Mandelzweig

„Freunde, dass der Mandelzweig wieder blüht und treibt,
ist das nicht in Fingerzeig, dass die Liebe bleibt?
Dass das Leben nicht verging, so viel Blut auch schreit,
achtet dieses nicht gering in der trübsten Zeit.
Tausende zerstampft der Krieg, eine Welt vergeht.
Doch des Lebens Blütensieg leicht im Winde weht.
Freunde, dass der Mandelzweig sich in Blüten wiegt,
das bleibt mir ein Fingerzeig für des Lebens Sieg.“

1942 wurde dieser Text geschrieben, von Shalom Ben-Chorin, zu einer Zeit ohne Hoffnung, zu einer Zeit, in der alles dunkel und unheilvoll war für Ben-Chorin. Er war selbst zwar in relativer Sicherheit, aber sein Volk, seine Familie, seine Freunde waren in Gefahr. Alles, seine ganze Welt stand in Flammen.

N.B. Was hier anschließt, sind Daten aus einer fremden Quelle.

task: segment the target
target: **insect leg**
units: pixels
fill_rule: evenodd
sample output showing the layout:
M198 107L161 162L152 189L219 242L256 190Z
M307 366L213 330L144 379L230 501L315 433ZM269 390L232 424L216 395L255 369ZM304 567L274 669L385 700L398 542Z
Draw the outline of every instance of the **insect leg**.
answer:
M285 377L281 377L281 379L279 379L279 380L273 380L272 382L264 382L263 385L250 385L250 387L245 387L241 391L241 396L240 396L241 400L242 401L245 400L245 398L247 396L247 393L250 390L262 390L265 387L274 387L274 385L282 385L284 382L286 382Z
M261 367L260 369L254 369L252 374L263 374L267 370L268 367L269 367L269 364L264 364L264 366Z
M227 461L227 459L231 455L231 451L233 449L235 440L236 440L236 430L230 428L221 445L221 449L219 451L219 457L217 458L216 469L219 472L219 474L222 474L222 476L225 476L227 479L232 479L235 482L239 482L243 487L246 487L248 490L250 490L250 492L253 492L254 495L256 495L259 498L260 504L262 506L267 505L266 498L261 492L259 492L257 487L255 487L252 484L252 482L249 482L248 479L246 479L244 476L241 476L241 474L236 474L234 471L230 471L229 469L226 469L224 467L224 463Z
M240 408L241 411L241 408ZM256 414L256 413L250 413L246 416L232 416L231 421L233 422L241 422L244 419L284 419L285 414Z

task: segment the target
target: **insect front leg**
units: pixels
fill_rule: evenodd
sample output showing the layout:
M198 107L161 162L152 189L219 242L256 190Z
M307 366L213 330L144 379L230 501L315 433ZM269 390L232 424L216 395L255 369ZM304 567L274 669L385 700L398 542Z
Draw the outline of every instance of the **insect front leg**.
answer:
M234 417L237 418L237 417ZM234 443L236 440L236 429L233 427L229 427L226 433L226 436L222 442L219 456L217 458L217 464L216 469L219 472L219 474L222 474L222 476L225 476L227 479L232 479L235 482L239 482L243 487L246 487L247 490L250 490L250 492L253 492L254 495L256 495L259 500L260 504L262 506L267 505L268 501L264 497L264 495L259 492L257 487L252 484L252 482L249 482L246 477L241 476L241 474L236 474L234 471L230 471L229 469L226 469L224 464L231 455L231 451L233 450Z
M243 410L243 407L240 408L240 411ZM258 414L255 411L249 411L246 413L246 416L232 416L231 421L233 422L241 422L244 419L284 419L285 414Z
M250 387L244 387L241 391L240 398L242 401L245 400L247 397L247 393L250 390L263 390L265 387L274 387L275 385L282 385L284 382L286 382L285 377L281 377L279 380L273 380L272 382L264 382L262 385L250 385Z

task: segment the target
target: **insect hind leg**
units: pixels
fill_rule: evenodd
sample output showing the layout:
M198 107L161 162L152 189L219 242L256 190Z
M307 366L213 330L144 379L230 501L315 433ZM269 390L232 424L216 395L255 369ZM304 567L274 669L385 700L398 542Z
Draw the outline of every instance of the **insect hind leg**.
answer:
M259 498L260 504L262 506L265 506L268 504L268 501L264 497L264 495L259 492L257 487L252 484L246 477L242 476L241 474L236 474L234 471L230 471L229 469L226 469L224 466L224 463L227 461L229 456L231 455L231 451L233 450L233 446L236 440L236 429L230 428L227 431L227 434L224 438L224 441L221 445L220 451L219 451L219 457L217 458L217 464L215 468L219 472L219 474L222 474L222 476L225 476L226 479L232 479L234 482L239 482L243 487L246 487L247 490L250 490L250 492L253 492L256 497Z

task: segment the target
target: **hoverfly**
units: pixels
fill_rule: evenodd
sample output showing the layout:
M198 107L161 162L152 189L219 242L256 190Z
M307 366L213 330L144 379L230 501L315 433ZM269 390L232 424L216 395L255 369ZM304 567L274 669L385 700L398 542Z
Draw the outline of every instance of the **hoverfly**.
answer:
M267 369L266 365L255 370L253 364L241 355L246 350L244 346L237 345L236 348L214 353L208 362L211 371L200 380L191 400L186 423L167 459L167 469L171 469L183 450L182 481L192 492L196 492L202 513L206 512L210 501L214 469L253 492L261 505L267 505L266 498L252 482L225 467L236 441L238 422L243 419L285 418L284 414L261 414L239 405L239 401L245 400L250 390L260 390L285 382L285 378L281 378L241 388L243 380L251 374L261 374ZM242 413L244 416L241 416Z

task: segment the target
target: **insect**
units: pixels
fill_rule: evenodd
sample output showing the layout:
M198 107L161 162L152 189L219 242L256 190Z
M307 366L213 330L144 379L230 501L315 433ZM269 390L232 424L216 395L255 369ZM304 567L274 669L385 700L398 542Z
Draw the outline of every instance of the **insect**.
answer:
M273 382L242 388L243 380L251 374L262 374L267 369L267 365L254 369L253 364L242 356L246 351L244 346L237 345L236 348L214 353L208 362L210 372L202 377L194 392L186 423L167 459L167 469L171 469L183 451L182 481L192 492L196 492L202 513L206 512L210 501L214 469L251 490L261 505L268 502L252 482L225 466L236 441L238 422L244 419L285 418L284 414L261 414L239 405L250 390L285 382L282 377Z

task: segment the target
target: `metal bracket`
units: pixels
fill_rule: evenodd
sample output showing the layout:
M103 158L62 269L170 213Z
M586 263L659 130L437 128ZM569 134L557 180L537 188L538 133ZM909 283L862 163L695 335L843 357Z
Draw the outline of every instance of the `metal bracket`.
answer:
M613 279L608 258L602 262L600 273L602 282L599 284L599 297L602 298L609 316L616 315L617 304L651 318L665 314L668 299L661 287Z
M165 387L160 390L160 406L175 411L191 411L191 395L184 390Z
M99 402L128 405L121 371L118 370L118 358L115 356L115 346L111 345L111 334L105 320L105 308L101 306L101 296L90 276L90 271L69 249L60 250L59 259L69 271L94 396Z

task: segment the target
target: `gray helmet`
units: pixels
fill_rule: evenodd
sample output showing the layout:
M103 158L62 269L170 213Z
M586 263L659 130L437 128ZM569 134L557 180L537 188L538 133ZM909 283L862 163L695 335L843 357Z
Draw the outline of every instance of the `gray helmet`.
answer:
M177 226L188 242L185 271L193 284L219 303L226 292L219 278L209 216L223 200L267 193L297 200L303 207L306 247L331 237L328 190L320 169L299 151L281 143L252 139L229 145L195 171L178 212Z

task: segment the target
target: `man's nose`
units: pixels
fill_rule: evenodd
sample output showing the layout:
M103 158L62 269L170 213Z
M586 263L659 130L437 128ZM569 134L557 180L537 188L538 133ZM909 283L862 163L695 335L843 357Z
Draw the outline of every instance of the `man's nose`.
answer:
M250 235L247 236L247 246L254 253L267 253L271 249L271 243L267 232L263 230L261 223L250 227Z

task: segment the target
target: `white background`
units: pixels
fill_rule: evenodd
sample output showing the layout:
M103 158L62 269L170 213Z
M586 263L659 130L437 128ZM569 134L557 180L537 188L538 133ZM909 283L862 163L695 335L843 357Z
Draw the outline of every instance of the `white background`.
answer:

Es ist noch nicht soweit, dass die ganze Welt wieder in Flammen steht. Es gibt aber viele Brandstifter, die Tag für Tag kleine Feuer legen, die zwar noch ausgetreten werden, aber immer wieder Opfer fordern und von Tag zu Tag größer und schneller brennen. Die kleinen Feuer führen dazu, dass wieder Menschen in Deutschland sterben, weil sie einer anderen Nation oder Religion angehören. Die kleinen Feuer führen dazu, dass Hass auflodert, dass Unsicherheiten und Angst in die Herzen der Menschen eindringen. Die kleinen Feuer führen dazu, dass Menschen ihre Augen, ihr Herz und ihr Hirn verschließen.

Streit, Wahnvorstellungen, Verleumdungen, Verschwörungsmythen und Lüge schwirren jeden Tag mehr in unseren Gesprächen, in den Köpfen der Menschen herum. Geschaffen und genährt von Menschen, die sich als Menschenfreunde präsentieren und doch nur sich selbst im Sinne haben, ja schlussendlich teuflisch sind. Dort wo sie in Feuer ausbrechen, gibt es einer der das Zündholz nahm und viele die das Brennholz richteten.

Gegen die Gewalt in Wort und Tat ist keine Macht gewachsen. Polizei, Gerichte, Staatsgewalt ist gegen all das nicht stark genug. Allein der Verstand, die Ratio und das Gefühl der Mitmenschlichkeit, der Nächstenliebe, der Liebe selbst kann gegen das Böse antreten.

Und genau für diesen Kampf steht der Mandelzweig. Ein Windhauch lässt ihn erzittern. Starker Regen vernichtet die Blüten, heiße Sonne verdorren – und doch erwächst aus diesem schutzlosen Ding, etwas Hartes und Süßes. Wenn man es zulässt.

Lassen wir es zu. Wenden wir uns ab von dem was diese Welt zerstört, hin zum Mandelzweig, denn er blüht und erinnert uns an die eine Chance!